It is indisputable that providing health care for sick children is morally good. It is also indisputable that the current costs of maintaining hospitals in California will increase over the next twenty years. However, what is not indisputable is whether this bill will free up hospitals to provide health care for sick children or whether it will simply line the pockets of politically savvy hospital administrators. Given the overwhelming inefficiencies, ambiguities and potential misapplications which this bill lends itself to, the latter scenario seems far more likely.
To begin with, $750 million were already allotted to hospitals in 2004, and of that $750 million, about half is still unused. If costs are really so high as proponents argue, then why is $375 million still unspent? If costs are so high, why are proponents squandering over 1 million dollars on political donations instead of helping children? These questions are not satisfactorily answered by the proponents, and they should at least give voters pause.

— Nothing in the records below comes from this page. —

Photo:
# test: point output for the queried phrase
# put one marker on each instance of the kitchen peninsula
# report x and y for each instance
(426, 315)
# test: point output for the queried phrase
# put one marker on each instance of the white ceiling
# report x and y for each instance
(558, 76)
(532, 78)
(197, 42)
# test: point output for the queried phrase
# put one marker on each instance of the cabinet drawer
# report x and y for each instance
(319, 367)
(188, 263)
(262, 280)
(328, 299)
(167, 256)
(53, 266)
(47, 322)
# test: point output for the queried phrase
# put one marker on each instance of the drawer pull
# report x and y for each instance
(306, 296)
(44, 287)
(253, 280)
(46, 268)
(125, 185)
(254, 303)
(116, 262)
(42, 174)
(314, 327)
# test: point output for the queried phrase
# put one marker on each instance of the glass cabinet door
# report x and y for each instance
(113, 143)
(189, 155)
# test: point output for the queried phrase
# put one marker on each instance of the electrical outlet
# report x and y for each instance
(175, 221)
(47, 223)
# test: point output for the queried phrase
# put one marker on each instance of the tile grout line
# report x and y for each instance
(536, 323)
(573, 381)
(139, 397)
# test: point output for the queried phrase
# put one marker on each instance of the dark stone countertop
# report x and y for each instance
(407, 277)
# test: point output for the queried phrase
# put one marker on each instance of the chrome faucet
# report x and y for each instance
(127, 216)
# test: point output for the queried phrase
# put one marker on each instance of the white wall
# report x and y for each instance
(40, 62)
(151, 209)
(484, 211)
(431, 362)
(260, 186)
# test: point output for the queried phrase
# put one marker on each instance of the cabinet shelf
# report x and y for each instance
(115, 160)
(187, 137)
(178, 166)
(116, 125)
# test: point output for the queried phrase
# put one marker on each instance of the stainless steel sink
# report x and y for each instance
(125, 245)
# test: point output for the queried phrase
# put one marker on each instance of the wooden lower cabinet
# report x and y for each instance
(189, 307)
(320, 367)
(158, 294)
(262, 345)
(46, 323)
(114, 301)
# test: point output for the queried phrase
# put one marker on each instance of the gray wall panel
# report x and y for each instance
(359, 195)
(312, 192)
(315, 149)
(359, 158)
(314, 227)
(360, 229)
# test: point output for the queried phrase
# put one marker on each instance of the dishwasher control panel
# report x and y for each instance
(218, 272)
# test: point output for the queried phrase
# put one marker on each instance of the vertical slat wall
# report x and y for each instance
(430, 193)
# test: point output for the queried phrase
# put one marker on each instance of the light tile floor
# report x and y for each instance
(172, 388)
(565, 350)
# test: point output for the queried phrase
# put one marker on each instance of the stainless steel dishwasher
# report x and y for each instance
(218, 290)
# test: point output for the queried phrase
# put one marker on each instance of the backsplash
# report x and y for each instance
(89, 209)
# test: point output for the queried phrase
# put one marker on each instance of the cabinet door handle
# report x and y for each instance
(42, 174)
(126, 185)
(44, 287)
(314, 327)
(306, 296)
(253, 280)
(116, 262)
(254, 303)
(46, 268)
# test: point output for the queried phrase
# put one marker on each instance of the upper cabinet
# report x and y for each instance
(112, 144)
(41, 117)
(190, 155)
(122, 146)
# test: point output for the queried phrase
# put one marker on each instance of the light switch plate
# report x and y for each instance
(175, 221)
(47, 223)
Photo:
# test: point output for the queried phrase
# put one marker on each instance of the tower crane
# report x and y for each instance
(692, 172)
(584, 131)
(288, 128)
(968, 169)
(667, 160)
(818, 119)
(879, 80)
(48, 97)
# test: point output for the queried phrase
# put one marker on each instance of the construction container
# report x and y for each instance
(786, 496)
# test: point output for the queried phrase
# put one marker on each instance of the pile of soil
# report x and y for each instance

But even if $375 million are still available to hospitals, one has to ask what the harm is of giving more succor specifically to children’s hospitals, especially considering the supposedly negligible cost of this bill to the taxpayer. It is true that, considered in isolation, this bill costs relatively little. However, considered in context of the $45 billion bonded debt which California has already incurred, along with the $68 billion of non-bonded debt which the State has yet to pay off, one has to reluctantly accept the grim truth that California cannot afford to spend more money it doesn’t have. Something more compelling than the morally intuitive impulse to protect children is needed to justify such an expansion of debt.
Unfortunately, this bill provides no such compelling incentive. If anything, it provides the opposite. Despite the fact that 5 public hospitals would benefit from this bill, and 8 private hospitals would benefit from it, the financial contributions are skewed towards the private hospitals. Only 20 percent of this bill’s money goes to public hospitals, whereas 80 percent would go to private hospitals. Aside from basic issues of fairness, this preference for private hospitals is problematic on other grounds. According to this article, some of the beneficiaries of Proposition 3 are specifically religious in character, and use their religion to take actions like banning the unionization of workers and limiting access to information about contraception and AIDS. Since California does not allow this sort of behavior from schools which receive public funding, why should hospitals which receive public funding be any different? The proponents of Proposition 3 have yet to answer this question.
Given these compelling ambiguities in the arguments for Proposition 3, it should be obvious that the bill would likely cause more problems than it solves. As such, the only reasonable response to this bill is to vote it down and hope that a more well-constructed piece of legislation might fill its shoes.